Tout en écartant le vêtement imbibé de sang, il demanda prudemment : « C’est l’œuvre de Liang Shu ? »

« Oui. » Feng Xiaojin retira son masque sur le côté, révélant un visage pâle et sans couleur, sa voix rauque : « Il se venge vraiment de toute offense, et sur le champ. J’ai blessé un de ses subordonnés, et au même moment, il a failli me briser la gorge. »

« La blessure à la gorge n’est pas grave. » répondit Liu Hengchang. « Dans les prochains jours, il faudra manger de la viande en purée, du tofu, de la soupe et des nouilles bien molles. »

« Tofu. » Feng Xiaojin laissa échapper un rire soudain, un rire sinistre et inquiétant. Liu Hengchang ne comprit pas : qu’y avait-il de drôle dans le tofu ? Il continua alors à poser ses questions avec prudence : « Vous n’aimez pas le tofu, Seigneur Feng ? »

« L’odeur est écœurante. » Feng Xiaojin s’appuya contre la tête de lit. « L’odeur crue du soja… ne la trouvez-vous pas écœurante ? Ce liquide visqueux, quand il tombe sur le sol, fait s’envoler les mouches par dizaines. »

Une phrase qui fit perdre tout appétit à Liu Hengchang. Mais Feng Xiaojin semblait entraîné par ce souvenir : « J’ai mangé beaucoup de tofu, le tofu invendu, rance, j’ai travaillé sur beaucoup de tofu, en plein hiver, poussant cette immense meule de pierre avec le bétail. »

Liu Hengchang fut ému, non pas par le broyage du soja, mais parce que ce maître reconnu de la secte Baifu, le plus mystérieux de tous, acceptait enfin de parler de son passé. Il retint son souffle et n’osa prononcer un mot de plus. Feng Xiaojin, cependant, ne souhaitait plus continuer à parler. Il supporta la nausée et ouvrit un flacon de sels d’ammonium pour tenter de s’échapper de l’odeur persistante et âcre.

Liu Hengchang y ajouta rapidement quelques gouttes d’huile rafraîchissante : « Je pensais, Seigneur Feng, que vous étiez depuis l’enfance au service du chef de secte. »

Feng Xiaojin ferma les yeux, comme s’il n’avait pas entendu : « Le chef de secte devrait arriver bientôt. Il ne permettra pas que Yunyou soit blessé et fera tout pour le soigner. »

« Frère ! » À peine eut-il prononcé ces mots qu’une voix claire de jeune fille retentit dans la cour. Liu Hengchang se retourna vers la fenêtre et vit, derrière Wumeng Yunle, un homme d’âge moyen en noir, le principal criminel recherché par le gouvernement : le chef suprême de la secte Baifu.

*

Après le Nouvel An, vinrent les visites ininterrompues du premier au troisième jour. En un clin d’œil, le Nouvel An touchait à sa fin.

Liang Shu et son groupe étaient déjà revenus à la ville de Duyan.

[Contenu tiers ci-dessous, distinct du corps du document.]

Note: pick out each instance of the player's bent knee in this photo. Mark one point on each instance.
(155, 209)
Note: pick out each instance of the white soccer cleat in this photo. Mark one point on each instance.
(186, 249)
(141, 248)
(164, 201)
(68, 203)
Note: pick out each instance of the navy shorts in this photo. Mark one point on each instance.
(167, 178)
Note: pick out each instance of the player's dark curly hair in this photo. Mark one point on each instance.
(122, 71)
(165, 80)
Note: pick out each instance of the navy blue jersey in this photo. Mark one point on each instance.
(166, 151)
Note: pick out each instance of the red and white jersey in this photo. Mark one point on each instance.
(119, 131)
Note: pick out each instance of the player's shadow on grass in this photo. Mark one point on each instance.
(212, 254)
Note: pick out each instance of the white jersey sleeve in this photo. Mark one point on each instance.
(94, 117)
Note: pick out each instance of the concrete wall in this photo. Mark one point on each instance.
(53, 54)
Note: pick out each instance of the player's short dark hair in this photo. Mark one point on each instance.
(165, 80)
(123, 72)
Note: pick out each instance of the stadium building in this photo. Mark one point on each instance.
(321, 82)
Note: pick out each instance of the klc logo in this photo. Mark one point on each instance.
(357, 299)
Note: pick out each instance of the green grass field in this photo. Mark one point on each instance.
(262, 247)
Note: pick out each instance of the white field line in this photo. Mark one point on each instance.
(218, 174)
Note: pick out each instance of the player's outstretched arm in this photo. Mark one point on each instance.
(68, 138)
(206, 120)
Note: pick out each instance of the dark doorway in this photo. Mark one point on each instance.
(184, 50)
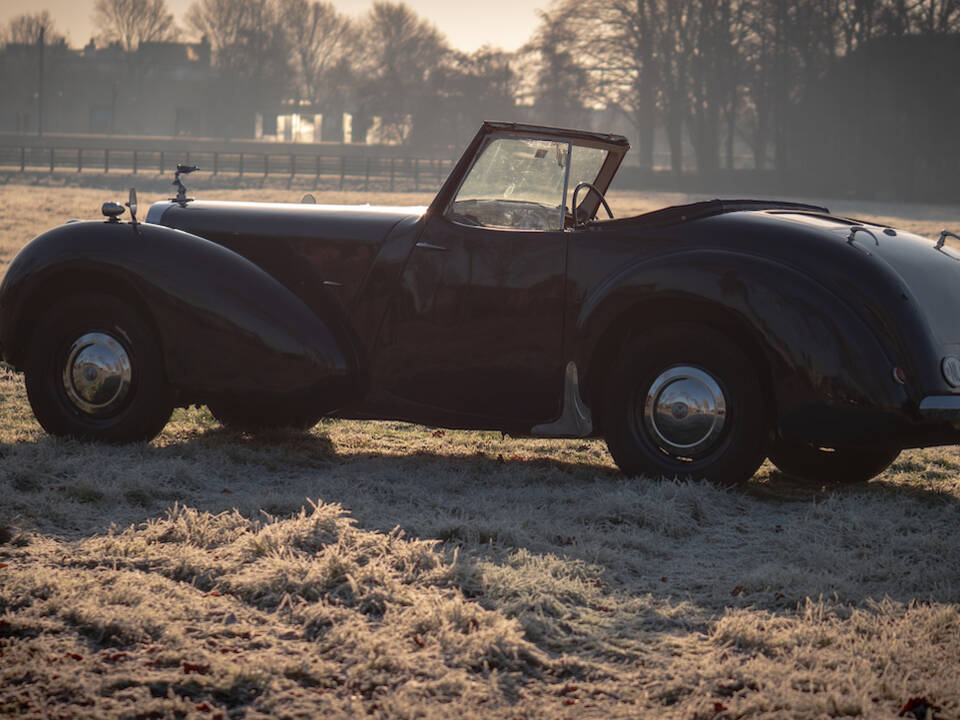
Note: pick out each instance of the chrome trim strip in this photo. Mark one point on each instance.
(860, 228)
(944, 234)
(156, 211)
(575, 420)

Song Changsheng prenait ponctuellement les décoctions préparées par Second jeune Maître Liu, son état restait à peine stable, mais la cicatrice sur sa joue, à moitié déchirée par les griffes de Wumeng Yunle, ne guérissait pas et un léger motif bleu semblait s’étendre sous la peau, comme une plante en germination.

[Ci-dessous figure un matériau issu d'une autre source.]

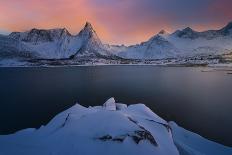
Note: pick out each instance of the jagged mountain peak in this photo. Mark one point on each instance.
(186, 33)
(40, 35)
(163, 32)
(229, 25)
(227, 29)
(88, 31)
(188, 29)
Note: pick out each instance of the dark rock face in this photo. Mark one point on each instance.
(210, 34)
(136, 136)
(40, 35)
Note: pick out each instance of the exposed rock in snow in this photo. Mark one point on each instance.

Gao Lin fronça les sourcils : « Qu’est-ce que c’est que ce truc ? »

Le Second jeune Maître Liu secoua la tête : « Je ne sais pas. J’ai déjà demandé à Frère aîné, il ne sait pas non plus. »

Gao Lin pensa : alors ce forgeron d’épées est fichu ?

Liang Shu demanda doucement : « Tu ne sais vraiment rien ? »

Le Second jeune Maître Liu répondit : « Rien du tout. »

Un poison inconnu était plus effrayant qu’un poison capable de tuer, car on ne pouvait savoir quand Song Changsheng pourrait devenir fou ou se faire ronger le cerveau par les insectes-gu.

Liang Shu posa sa main sur son épaule : « Tu peux trouver une solution ? »

Le Second jeune Maître Liu ne réfléchit même pas : « Bien sûr que je peux. »

Gao Lin fut impressionné et respectueux.

Ne rien savoir et pourtant avoir une solution… n’était-ce pas là le véritable signe d’un médecin miracle?